The Olympiad and culture

The prospect of holding the Olympic Games in Athens in 2004 also engendered great hopes for culture, because the preparations for the Games coincided with a transitional period for the capital’s cultural infrastructure. Athens’s backwardness in this respect had sparked lively discussion in the early 1990s about the need to boost the city. When the Basil and Elise Goulandris Foundation announced the construction of a Museum of Contemporary Art at the same time as the extension of the Benaki and Cycladic museums, it marked the beginning of a new era. Meanwhile, the formation of the company for the unification of Athens’s archaeological sites (EAXA) raised hopes that the management of the Classical heritage was being put on a sound new basis. Now, six years after Juan Antonio Samaranch pronounced the word «Athens,» the initial impetus has slackened. Athens will greet its visitors in 2004 without a Museum of Contemporary Art – what is left of the Fix factory on Syngrou Avenue cannot be made ready in less than 16 months. Efforts are being made to get the ground floor of the old factory ready to house the «Olympic» production of the National Museum of Contemporary Art. This does not mean that 2004 will not leave a legacy to the city. The refurbishment of major museums (including the National Archaeological Museum and the museums at Kerameikos and Marathon), the enhancement of six of the most important archaeological sites (slopes of the Acropolis, Philopappou, Olympion, Ancient Agora, Roman Agora and Kerameikos), and the restoration of significant architectural monuments (Panathenaic Stadium, Zappeion Mansion and others) are among the Olympic dowry of Athens.

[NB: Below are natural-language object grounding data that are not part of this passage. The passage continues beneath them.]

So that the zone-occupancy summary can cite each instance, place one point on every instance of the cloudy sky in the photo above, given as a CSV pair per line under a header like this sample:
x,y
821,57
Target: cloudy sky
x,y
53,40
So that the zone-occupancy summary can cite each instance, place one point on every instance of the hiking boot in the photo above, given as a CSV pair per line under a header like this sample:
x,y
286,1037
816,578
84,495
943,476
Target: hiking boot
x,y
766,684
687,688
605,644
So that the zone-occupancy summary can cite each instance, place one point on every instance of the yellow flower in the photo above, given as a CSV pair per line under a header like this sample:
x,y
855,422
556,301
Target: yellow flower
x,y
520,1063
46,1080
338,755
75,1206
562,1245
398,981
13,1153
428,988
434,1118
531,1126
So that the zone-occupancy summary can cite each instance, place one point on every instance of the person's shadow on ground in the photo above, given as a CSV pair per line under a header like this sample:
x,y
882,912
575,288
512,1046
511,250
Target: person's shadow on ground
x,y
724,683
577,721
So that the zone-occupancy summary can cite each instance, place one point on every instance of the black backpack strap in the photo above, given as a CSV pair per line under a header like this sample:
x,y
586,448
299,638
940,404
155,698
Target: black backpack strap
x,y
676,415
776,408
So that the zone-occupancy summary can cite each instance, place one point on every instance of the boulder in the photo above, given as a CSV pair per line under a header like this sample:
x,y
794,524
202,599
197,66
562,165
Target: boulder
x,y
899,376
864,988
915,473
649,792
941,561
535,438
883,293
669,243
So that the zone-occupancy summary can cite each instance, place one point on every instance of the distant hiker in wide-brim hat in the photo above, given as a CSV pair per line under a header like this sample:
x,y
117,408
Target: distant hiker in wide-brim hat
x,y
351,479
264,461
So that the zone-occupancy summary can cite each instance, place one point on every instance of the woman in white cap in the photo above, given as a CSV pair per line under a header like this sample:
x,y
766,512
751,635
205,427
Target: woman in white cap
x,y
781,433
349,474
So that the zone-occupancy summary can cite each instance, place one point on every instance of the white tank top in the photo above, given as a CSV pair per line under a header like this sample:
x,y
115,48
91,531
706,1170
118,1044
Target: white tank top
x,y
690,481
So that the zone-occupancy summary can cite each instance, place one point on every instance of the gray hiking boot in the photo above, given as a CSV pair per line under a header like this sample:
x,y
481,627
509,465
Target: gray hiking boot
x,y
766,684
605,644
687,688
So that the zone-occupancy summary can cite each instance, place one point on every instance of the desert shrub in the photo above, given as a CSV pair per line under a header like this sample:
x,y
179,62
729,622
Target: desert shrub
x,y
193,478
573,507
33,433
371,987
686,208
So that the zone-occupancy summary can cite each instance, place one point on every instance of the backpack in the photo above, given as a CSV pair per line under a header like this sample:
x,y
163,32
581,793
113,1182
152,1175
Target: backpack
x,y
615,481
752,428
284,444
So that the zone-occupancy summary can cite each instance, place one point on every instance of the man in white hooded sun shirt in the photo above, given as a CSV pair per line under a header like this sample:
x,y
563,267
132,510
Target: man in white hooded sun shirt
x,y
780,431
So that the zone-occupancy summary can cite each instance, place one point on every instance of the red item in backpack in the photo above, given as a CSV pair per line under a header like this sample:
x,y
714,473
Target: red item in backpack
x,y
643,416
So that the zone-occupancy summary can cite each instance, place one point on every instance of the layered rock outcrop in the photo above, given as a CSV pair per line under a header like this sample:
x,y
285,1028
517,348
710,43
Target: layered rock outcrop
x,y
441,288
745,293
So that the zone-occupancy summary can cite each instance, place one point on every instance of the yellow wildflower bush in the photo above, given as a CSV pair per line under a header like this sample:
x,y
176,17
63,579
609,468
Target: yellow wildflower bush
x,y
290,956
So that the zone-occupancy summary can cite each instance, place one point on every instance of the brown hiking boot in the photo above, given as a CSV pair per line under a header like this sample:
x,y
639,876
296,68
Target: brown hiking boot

New infrastructure includes the New Acropolis Museum (which is unlikely, however, to be complete), the National Gallery’s new sculpture gallery in Goudi, the Museum of Islamic Art in Pireos Street (from the Benaki Museum), Irini Pappas’s theater school in the shell of the old Sanitas factory, also on Pireos, and the extension of the Athens Concert Hall, which may have some surprises in store.